CADTH is convinced of the importance of stakeholder engagement. In addition to engaging with the public programs that fund us, we frequently engage with key groups including hospitals and health authorities, the pharmaceutical and medical device industries, clinicians (physicians, nurses, pharmacists using and prescribing the technologies) and, most importantly, patients. For each of these four groups we have been taking specific actions to better address their needs.
I’ve said before that if you’re not engaging with patients, you’re not doing HTA, so we strive to put that philosophy into practice and find ways for patients to contribute to almost everything we do. There are patient input opportunities for all our reviews of drugs and medical devices. We established a Patient Community Liaison Forum to share information and collaborate broadly on a variety of issues. In terms of our processes, we consult broadly on any proposed changes through a public call for stakeholder feedback.
Our engagement with industry is equally proactive, collaborative, and transparent. We established our Industry Liaison Forum, where the CEOs of Innovative Medicines Canada and BIOTECanada and a few of their member companies meet twice a year with me and my leadership team for high level discussions. We create opportunities for interaction with companies when we are reviewing one of their products. We host an annual CADTH drug information session for patients, clinicians, and industry representatives where we provide advice and clarification on existing or new programs and practices. We invite companies to respond to program changes through an online consultation. And we hold a number of educational events that are open to all stakeholders.
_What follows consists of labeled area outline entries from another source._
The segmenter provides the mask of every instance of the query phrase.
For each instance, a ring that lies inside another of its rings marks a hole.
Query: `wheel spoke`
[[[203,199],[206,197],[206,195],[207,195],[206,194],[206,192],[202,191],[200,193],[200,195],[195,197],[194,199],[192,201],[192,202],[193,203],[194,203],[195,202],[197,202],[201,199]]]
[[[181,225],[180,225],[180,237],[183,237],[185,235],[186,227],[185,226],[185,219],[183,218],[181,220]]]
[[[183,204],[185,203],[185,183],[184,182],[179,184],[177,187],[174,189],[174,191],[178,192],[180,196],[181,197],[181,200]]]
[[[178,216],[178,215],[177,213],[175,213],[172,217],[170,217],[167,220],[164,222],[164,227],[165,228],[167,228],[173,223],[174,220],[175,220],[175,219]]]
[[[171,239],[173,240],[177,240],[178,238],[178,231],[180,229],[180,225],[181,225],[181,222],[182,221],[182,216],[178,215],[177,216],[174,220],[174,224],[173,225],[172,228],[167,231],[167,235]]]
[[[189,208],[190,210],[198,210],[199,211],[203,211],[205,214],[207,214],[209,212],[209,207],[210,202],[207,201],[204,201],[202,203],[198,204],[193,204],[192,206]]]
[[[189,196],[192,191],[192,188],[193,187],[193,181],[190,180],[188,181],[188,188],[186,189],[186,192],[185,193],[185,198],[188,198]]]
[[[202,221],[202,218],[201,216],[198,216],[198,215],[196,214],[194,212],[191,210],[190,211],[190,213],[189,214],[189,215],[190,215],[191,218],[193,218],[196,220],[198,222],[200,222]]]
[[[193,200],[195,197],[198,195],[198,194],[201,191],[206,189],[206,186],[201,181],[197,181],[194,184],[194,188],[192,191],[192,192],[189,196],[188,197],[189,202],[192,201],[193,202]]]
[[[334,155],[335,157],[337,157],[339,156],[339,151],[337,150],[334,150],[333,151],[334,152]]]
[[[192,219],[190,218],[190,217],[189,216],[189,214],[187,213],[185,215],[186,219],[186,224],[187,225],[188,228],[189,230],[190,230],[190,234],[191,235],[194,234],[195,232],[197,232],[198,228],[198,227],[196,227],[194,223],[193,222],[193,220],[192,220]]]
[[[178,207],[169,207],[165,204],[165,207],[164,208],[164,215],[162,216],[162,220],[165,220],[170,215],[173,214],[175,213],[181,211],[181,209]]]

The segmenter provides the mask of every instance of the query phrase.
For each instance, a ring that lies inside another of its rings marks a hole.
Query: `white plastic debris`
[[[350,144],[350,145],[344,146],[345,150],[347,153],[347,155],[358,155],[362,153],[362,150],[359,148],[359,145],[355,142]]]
We’ve also identified engagement with clinicians as an area of focus going forward. We’d like to do more to reach out and understand the distinct needs of healthcare providers and how we can better inform the appropriate use of health technologies across the country.
How do you collaborate with international HTA agencies, through the International Network of Agencies for Health Technology Assessment (INAHTA) for instance?
I’m a big believer in co-creating and learning from other countries — there are important things that Canada can learn from countries like Germany, France, Australia, and the United Kingdom, for example — and the best way to do that is to be part of international networks.
INAHTA is indeed one big part of our international cooperation, but we work with many international agencies and networks. Health Technology Assessment International is a great society for individuals – anyone can become a member, whether you are a patient, an academic, on staff at an HTA agency, or work with industry. Their annual conference is an important meeting place to bring everyone together to share and learn from one another.
INAHTA is a network of 50 HTA agencies from over 30 countries and I’m proud to serve as the current Chair of the INAHTA Board of Directors. We recently approved a new strategic plan for the network that outlines how we can take a stronger leadership role and foster more collaboration between members. The field of HTA is continually evolving and it’s through networking and collaboration that we can connect with colleagues who likely face similar issues and challenges, and have come up with novel solutions we can learn from.
What can HTA agencies from other countries learn from CADTH?
CATH is one of the larger HTA agencies around the world and over the past 28 years we’ve developed a very strong reputation in many aspects of HTA. I’m very proud of our efforts to expand patient engagement in all aspects of our work and I think we’re well recognized in that area. And we make a concerted effort to continue evolving in this area, but also to share our learnings with our national and international colleagues. I also think our diverse portfolio of products, spanning pharmaceuticals and medical devices, is an excellent example that other countries can take inspiration from.